A situação: alguns exemplos da armaria portuguesa. |
Se há subalternação, logo uma das figuras é a principal e a outra, a secundária. Via de regra, a figura principal fica no centro do campo e a secundária, em qualquer um dos demais pontos, em cima ou logo acima da principal, embaixo dela, sobreposta a ela etc. Diz-se, então, que a principal está carregada da secundária, rematada, encimada, sustida, firmada, movente, ladeada, acompanhada (à destra, à sinistra, em chefe etc.), cantonada, brocante etc., ou seja, brasona-se a principal de acordo com a situação da secundária em relação a ela.

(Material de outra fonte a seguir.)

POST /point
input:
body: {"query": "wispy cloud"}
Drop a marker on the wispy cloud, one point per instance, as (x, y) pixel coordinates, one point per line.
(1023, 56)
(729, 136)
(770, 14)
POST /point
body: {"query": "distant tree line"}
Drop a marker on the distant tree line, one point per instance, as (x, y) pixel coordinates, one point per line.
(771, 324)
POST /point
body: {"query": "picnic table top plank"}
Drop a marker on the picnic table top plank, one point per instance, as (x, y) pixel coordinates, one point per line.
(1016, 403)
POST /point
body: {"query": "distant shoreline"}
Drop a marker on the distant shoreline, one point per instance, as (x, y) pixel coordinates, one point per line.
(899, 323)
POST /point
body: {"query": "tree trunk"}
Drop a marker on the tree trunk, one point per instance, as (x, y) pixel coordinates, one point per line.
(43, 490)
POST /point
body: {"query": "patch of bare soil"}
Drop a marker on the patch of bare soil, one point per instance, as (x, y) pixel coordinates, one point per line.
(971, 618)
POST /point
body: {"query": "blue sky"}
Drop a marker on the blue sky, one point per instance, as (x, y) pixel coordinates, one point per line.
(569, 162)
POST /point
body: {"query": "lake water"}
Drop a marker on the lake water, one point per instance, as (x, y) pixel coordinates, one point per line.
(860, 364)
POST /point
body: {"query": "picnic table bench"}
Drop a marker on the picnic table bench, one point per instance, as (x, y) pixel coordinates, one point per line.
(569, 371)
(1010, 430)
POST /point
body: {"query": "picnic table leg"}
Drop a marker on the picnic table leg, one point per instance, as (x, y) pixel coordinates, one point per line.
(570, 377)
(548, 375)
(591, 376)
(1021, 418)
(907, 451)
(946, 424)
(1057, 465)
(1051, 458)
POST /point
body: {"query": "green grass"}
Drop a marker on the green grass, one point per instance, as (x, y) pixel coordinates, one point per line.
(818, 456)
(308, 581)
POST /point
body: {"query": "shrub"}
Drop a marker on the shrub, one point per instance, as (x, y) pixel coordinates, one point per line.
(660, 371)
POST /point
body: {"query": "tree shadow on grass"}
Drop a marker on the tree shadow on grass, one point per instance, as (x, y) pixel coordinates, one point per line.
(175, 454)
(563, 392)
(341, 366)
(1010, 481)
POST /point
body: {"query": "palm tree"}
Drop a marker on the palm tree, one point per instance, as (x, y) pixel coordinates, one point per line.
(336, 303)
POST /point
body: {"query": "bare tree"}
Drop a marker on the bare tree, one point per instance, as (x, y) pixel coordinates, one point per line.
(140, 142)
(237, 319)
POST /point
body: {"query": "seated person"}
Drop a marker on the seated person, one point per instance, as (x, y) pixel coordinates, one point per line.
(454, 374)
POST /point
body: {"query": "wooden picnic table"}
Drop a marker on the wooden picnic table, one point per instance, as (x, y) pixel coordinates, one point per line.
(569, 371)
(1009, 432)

Armas a inquirir: alguns exemplos da armaria portuguesa. |
A terceira regra é que não se põe metal sobre metal nem cor sobre cor. O ordenamento é feito do fundo para superfície porque um brasão é constituído como se as peças e figuras fossem recortes que se aplicam sobre o escudo e, eventualmente, uns sobre os outros. Neste sentido, a sobreposição de cor a metal ou de metal a cor assegura o máximo contraste e converteu-se na famigerada regra de iluminura. Assim, um campo de metal deve ser carregado de peça ou figura de cor; à sua vez, se tal for carregada de outra, esta deve, então, ser de cor.
Há algumas exceções e fintas. Primeiro, não vale para pormenores de certas figuras, como os frutos das árvores, as unhas dos animais ou as portas e frestas dos edifícios. Tampouco vale para uma peça ou figura brocante, já que se sobrepõe tanto àquela que está debaixo como ao campo. Uma finta é possível para as peças honrosas, brasonando-as cosidas, isto é, como se o escudo tivesse sido recortado e a peça tivesse sido costurada a ele ou aos pedaços. Outra finta é interpor um filete ou perfil entre o campo e a peça ou figura, de metal se um e a outra são de cor ou o contrário. Além disso, a regra não abrange as peles, que se combinam indistintamente consigo mesmas e com os metais e as cores, e a iluminura de uma figura ao natural.
Enfim, a iluminura correta é tão imperiosa que se qualificam de armas a inquirir ('a inquirir o porquê') aquelas que incontornavelmente a descumprem, e se não há justificação, desqualificam-se como "armas falsas".